If f(x) is differentiable over (a, b), an obvious analytic method is to locate the extrema using calculus, calculate the value of the function at each extremum and at a and b, and list the minimum and maximum of the results.
Is there anything you do not understand about that? If so, where exactly are you lost?
Suppose f(x) is not differentiable over (a, b) but can be redefined into differentiable pieces. For example, a < c < b, g(x) is differentiable over (a, c), g(x) [imath]\equiv[/imath] f(x) over [a, c], h(x) is differentiable over (c, b), and h(x) [imath]\equiv[/imath] f(x) over [c, b]. For that example, calculate the range for g(x) over [a, c] and the range of h(x) over [c, b] and then take the minimum of the two ranges as the minimum for the range of f(x) and the maximum of the two ranges as the maximum for the range of f(x). You can generalize this method to as many pieces as are needed to find differentiable equivalents to f(x) over the entire interval of [a, b].
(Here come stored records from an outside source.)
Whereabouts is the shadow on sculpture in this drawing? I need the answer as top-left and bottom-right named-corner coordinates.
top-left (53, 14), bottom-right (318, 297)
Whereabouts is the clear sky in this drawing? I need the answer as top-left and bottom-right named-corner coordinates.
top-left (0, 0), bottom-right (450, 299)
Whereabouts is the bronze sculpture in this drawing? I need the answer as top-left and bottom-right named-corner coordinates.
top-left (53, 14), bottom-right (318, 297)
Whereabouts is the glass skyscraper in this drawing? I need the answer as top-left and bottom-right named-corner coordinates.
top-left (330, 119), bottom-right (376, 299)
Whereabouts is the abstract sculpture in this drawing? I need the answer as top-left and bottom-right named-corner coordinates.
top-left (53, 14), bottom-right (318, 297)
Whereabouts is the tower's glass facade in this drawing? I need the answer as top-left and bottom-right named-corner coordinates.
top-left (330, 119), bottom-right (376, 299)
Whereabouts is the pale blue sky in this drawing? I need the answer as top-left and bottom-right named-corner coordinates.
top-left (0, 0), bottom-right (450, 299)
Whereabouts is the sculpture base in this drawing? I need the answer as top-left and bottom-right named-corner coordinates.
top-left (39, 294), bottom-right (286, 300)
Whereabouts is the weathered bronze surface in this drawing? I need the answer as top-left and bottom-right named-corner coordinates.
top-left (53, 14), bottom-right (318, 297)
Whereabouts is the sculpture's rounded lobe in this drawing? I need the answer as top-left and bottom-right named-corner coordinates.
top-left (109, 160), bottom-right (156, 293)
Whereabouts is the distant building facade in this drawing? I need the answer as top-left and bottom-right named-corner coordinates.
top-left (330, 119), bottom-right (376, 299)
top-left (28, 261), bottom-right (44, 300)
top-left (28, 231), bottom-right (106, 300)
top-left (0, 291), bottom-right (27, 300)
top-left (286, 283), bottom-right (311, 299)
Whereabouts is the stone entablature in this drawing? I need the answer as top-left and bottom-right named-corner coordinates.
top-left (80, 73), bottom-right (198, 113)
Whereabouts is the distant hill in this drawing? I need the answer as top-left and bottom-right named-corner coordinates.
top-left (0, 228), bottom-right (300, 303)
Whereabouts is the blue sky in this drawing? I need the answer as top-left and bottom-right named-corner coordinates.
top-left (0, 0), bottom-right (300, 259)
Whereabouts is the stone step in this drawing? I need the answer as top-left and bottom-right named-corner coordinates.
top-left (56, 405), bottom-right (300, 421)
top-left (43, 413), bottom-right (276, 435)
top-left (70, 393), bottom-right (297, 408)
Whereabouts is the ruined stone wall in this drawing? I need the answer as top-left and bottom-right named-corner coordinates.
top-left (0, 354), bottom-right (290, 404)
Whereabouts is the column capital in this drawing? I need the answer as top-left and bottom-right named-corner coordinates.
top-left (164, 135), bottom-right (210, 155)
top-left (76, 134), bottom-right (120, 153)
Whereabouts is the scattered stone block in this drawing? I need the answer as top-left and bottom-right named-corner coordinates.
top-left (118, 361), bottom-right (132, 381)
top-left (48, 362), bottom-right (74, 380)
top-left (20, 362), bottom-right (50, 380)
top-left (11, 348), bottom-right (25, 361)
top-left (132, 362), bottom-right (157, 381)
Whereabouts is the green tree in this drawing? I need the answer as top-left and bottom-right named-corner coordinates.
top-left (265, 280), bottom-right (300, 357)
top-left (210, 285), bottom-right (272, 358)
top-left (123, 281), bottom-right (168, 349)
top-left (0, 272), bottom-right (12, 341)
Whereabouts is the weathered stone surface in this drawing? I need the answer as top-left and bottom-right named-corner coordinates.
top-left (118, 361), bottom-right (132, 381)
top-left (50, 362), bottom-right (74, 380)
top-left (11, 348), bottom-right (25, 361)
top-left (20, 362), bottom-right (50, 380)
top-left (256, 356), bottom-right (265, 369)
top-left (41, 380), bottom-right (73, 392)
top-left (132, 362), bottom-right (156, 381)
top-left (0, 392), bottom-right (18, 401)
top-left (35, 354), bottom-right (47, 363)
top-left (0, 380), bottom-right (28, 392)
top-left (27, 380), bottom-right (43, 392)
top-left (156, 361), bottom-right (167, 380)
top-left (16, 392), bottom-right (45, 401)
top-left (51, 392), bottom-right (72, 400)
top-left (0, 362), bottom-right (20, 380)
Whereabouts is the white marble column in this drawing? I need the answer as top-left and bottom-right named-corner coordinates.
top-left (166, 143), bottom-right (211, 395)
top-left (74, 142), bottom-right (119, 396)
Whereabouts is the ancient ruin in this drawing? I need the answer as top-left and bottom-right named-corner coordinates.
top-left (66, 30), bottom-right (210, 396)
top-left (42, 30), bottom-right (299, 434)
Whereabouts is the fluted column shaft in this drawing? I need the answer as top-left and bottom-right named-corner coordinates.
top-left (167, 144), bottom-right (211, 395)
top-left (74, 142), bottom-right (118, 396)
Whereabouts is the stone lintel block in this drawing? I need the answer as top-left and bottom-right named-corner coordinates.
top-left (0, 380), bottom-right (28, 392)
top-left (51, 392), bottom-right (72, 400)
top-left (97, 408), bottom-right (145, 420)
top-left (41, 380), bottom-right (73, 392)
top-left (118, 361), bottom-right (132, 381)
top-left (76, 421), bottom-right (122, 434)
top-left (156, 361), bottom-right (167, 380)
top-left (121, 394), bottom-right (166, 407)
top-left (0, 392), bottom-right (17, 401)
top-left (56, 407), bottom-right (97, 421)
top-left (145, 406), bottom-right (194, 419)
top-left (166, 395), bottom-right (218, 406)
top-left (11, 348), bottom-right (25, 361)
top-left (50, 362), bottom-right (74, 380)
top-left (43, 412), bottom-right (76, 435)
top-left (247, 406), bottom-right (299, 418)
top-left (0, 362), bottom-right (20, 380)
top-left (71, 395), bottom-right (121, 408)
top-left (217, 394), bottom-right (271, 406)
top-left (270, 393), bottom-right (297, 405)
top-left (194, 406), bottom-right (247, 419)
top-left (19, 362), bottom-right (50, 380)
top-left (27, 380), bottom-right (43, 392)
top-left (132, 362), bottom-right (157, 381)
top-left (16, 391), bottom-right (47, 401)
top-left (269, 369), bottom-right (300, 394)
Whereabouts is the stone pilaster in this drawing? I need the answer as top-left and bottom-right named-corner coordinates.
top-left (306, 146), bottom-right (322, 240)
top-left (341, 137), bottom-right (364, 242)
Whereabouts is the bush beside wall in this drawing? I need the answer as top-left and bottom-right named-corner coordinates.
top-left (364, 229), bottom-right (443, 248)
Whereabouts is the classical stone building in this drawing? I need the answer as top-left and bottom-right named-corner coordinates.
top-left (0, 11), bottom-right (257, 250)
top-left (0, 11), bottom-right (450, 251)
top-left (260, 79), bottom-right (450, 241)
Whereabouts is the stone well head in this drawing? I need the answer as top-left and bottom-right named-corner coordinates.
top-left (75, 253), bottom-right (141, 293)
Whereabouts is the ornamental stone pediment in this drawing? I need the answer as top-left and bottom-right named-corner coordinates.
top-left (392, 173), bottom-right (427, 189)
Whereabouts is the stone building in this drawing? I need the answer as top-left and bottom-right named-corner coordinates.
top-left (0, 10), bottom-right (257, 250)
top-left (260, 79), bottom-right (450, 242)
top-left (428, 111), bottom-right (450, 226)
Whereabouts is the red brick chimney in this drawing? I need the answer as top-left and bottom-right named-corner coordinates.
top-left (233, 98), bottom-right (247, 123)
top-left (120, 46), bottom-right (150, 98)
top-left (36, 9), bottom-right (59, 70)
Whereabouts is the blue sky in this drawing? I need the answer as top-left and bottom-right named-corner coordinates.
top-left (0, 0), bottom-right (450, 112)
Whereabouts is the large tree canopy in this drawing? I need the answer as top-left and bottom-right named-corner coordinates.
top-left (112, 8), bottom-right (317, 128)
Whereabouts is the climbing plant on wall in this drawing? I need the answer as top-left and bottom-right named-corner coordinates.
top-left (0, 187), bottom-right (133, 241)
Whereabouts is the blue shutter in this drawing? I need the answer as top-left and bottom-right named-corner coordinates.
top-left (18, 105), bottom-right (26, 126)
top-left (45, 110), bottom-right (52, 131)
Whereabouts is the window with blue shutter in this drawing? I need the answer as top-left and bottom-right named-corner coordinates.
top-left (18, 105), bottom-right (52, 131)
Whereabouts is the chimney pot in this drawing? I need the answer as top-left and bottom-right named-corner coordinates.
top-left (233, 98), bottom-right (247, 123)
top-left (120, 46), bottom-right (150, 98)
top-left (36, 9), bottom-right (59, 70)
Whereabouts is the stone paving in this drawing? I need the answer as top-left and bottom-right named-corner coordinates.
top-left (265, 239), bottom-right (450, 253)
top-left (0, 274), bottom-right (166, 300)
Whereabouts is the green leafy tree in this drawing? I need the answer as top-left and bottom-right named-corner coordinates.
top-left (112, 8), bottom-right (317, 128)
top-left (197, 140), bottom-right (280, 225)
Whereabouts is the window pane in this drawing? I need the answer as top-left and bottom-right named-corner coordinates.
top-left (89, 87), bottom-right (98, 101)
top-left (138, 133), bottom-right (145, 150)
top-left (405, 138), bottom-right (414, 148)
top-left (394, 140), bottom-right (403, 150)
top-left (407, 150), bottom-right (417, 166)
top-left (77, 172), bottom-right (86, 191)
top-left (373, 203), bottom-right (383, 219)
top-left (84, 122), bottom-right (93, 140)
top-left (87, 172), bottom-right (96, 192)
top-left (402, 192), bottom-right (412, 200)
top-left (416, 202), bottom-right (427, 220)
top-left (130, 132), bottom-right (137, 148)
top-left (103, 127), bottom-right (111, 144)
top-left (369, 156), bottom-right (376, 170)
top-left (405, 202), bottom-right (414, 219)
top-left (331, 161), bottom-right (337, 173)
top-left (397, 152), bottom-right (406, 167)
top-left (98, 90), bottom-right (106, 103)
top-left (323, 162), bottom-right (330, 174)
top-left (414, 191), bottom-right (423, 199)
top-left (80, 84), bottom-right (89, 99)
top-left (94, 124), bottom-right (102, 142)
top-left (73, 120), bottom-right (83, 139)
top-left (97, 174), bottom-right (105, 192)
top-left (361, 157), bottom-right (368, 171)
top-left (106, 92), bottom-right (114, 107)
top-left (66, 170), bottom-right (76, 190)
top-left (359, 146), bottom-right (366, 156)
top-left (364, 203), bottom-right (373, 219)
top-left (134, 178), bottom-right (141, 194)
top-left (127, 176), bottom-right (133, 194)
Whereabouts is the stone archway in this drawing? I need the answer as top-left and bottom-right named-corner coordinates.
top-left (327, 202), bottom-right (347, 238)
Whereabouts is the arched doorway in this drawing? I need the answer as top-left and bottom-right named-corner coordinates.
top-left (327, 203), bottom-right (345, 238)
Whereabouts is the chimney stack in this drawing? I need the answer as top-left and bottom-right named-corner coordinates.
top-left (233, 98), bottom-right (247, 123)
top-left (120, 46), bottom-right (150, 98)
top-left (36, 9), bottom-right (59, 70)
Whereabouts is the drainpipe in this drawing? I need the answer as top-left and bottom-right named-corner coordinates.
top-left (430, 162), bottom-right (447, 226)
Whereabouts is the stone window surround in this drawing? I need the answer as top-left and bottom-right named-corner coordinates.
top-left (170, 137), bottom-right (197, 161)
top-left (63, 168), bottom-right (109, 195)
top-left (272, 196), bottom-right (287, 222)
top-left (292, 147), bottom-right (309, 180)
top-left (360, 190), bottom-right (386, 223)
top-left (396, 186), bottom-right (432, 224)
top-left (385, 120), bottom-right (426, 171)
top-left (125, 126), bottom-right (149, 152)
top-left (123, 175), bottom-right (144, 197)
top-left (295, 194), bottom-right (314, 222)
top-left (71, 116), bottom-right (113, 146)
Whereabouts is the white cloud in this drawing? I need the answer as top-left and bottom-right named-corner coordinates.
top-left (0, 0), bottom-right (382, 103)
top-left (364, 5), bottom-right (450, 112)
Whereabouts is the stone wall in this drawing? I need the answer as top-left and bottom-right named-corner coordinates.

Do you understand fully? if not, where precisely do you lose track.
Now in fact, the set of exercises that you were asked to work on were far less general. They consisted of functions of the following form:
[math]f(x) = u(x) + |v(x)|, \text { over } [a, \ b].\\
\therefore \ f(x) = u(x) - v(x) \text { if } x \text { such that } v(x) \le 0.\\
\text { And } f(x) = u(x) + v(x) \text { if } x \text { such that } v(x) \ge 0.[/math]
Moreover, u(x) and v(x) were differentiable but linear and thus had no internal extrema. Therefore, f(x) was decomposable into at most two linear pieces with extremes at the boundaries. To find the boundaries of the pieces, all that was required was to find the zero of v(x) where v(x) is a linear function.
Where is your difficulty in understanding?